「プリザーブドフラワー」とは、生きた花の風合いそのままに、長期間保存できるように加工した花のことです。
胡蝶蘭の高貴な美しさを、家庭でも身近に楽しんでもらおうと、埼玉県洋蘭生産者組合では、全国でも珍しい「胡蝶蘭のプリザーブドフラワー」の生産に力を入れています。
一つの鉢に数十の花が連なる、豪華な胡蝶蘭。
お祝いなどには欠かせない花ですが、栽培と開花はとても難しいものです。それだけに価格も高く、一般の人が日常的には、なかなか手軽に楽しめるものではありませんでした。

▲左:埼玉県農林部農業支援課 黒澤健一さん
右:埼玉県洋蘭生産者組合組合長 榎本雄治さん
そんな胡蝶蘭を、一輪ずつ別々の商品として加工することにより、胡蝶蘭の美しさをカジュアルに楽しんでもらおうと、埼玉県洋蘭生産者組合では「一輪コチョウラン」および胡蝶蘭のプリザーブドフラワーの商品化に取り組んでいます。
今回、埼玉県洋蘭生産者組合組合長の榎本雄治さんと、埼玉県農林部農業支援課の黒澤健一さんに話を伺うことができました。
榎本洋蘭園の営業を始めてから、およそ18年になります。当初は規模が小さかったのですが、少しずつ大きくして、現在ではハウス6棟に常時20,000株の胡蝶蘭を育てています。
現在では、台湾など暖かい国の業者に、花の咲く前の段階まで育てさせ、それを仕入れて花を咲かせる事も多いようです。
しかし私どもでは、フラスコの中で発芽した状態で仕入れ、商品になるまでその後2年半の間、面倒を見続けるという昔ながらの方法で育てています。

発芽したばかりの状態から、3回の植え替えを経て、花を咲かせるまでには、それぞれの段階でとても神経を使いますが、生産者としては、昔ながらの育て方を踏襲した方が安心でき、結局は生産が安定するからです。
それだけ手間がかかる胡蝶蘭ですから、一般の人には、どうしても「高価な花」というイメージを持たれがちです。しかし生産者としては、手間暇をかけて大切に育てているからこそ、多くの人に見ていただきたい、という気持ちもあります。
そこで最近では、インターネットによる通信販売などの試みも始めています。
また、埼玉県の洋蘭生産は、全国でも上位に入り、栽培技術や蘭の品質もとても良いものがあります。そうしたことも、より多くの方に知っていただきたいと思い、百貨店での展示会や、全国規模の展覧会などにも、積極的に参加しています。
お花の好きな方にはぜひ、そうした展覧会に足を運んでいただき、埼玉の洋蘭の美しさを知っていただきたいと思います。

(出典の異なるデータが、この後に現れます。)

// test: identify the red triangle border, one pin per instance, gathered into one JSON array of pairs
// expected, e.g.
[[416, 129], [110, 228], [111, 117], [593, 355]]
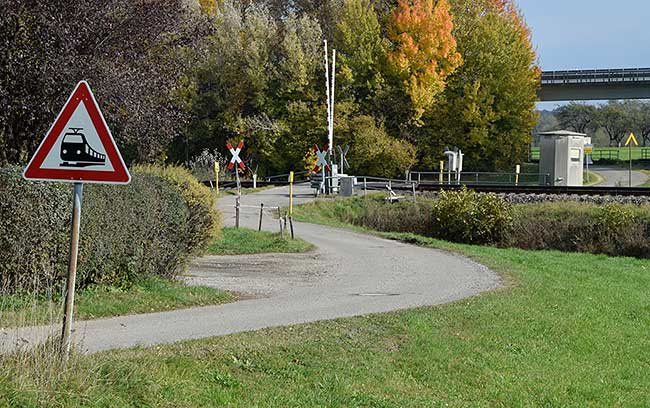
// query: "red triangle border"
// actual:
[[119, 175]]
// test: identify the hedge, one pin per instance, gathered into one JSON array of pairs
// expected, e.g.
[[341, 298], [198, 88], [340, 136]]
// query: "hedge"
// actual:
[[153, 226], [468, 217]]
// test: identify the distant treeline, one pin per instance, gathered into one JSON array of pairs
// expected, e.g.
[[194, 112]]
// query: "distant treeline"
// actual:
[[615, 120]]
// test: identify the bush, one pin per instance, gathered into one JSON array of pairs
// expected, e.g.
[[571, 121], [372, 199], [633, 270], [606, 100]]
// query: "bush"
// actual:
[[205, 219], [469, 217], [475, 218], [613, 229], [150, 227]]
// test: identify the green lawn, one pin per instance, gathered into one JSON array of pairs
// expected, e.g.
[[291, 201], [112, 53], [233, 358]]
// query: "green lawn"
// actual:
[[240, 241], [592, 178], [150, 295], [565, 330]]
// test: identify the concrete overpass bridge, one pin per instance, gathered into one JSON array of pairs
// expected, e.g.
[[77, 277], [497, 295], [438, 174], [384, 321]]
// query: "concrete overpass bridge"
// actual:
[[597, 84]]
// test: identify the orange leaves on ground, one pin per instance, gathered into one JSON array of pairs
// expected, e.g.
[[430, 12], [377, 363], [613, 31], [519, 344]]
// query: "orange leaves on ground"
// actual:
[[424, 50]]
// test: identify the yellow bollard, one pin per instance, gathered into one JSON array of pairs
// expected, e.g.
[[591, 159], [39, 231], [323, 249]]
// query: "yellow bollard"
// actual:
[[290, 193], [216, 177], [517, 171]]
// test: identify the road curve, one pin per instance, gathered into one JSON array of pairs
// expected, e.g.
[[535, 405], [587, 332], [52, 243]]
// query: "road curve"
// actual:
[[349, 274]]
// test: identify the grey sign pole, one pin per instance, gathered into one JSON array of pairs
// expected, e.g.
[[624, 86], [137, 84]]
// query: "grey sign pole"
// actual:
[[630, 174], [72, 271]]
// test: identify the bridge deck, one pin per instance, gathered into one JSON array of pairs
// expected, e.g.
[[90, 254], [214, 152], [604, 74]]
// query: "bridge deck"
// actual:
[[595, 84]]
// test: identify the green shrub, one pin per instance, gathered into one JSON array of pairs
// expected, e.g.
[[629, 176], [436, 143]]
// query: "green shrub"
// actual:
[[613, 229], [152, 226], [205, 219], [34, 230], [469, 217]]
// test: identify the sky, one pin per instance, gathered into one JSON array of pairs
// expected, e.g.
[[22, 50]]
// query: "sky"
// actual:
[[589, 34]]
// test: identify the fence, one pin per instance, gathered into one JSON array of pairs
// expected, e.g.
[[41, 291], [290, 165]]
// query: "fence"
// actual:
[[480, 178], [605, 153]]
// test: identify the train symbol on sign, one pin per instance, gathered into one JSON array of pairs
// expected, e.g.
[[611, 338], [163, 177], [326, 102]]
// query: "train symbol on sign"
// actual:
[[76, 152]]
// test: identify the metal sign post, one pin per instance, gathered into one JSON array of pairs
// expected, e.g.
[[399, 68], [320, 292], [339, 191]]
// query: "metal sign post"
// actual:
[[236, 160], [322, 164], [290, 193], [629, 142], [72, 270], [216, 177], [78, 148]]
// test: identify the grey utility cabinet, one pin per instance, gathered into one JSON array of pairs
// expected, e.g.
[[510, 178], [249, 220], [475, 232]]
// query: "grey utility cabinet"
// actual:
[[561, 157]]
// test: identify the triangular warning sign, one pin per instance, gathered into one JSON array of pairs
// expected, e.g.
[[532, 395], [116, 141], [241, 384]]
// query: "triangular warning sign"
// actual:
[[79, 146], [631, 139]]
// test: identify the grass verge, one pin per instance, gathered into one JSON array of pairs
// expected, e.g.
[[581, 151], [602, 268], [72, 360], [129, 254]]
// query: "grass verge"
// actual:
[[592, 178], [145, 296], [568, 330], [241, 241]]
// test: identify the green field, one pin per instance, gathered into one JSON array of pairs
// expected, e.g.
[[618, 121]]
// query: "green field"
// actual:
[[565, 330], [610, 153]]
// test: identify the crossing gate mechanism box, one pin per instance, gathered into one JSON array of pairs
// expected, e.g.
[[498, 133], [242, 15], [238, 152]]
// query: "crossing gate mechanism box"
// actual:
[[562, 157]]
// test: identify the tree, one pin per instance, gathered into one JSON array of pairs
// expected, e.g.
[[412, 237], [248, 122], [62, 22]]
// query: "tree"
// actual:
[[578, 117], [615, 120], [361, 53], [260, 83], [423, 51], [134, 55], [373, 151], [488, 107]]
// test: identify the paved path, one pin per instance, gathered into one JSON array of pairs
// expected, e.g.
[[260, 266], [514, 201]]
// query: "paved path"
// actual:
[[617, 176], [350, 274]]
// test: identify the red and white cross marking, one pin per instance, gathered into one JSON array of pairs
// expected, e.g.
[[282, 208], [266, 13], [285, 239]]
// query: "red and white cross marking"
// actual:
[[322, 158], [235, 156]]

そうした、洋蘭のファンを増やすという意味からも、「一輪コチョウラン」や、一輪コチョウランを使った「プリザーブドフラワー」という新たな商品の開発は意義深いものがあると思います。
埼玉県洋蘭生産者組合の組合長として、率先して協力しているところです。
胡蝶蘭は非常にデリケートな花ですから、多くの数を育てていると、花が落ちてしまうものもたくさんあります。
これまでは、一輪落ちてしまうと、鉢全体が商品としてダメになってしまい、廃棄するしかないのが実情でした。
しかし、一輪ずつ別々の商品となる「一輪コチョウラン」や「プリザーブドフラワー」なら、そうした品にも新しい価値を見出すことができます。
用途も、飲食店の装飾用から個人的なものまで、様々なものが考えられ、より多くの方の目に触れることになるでしょう。
大消費地である東京に近いという地の利も活かせば、多くの需要が見込める、有望な市場だと思います。
これまでは特別な場所でしか見ることのなかった「胡蝶蘭」の可憐さを、手のひらサイズで手軽に、しかも長く楽しめる「プリザーブドフラワー」を、ぜひ多くの方に知っていただきたいと思います。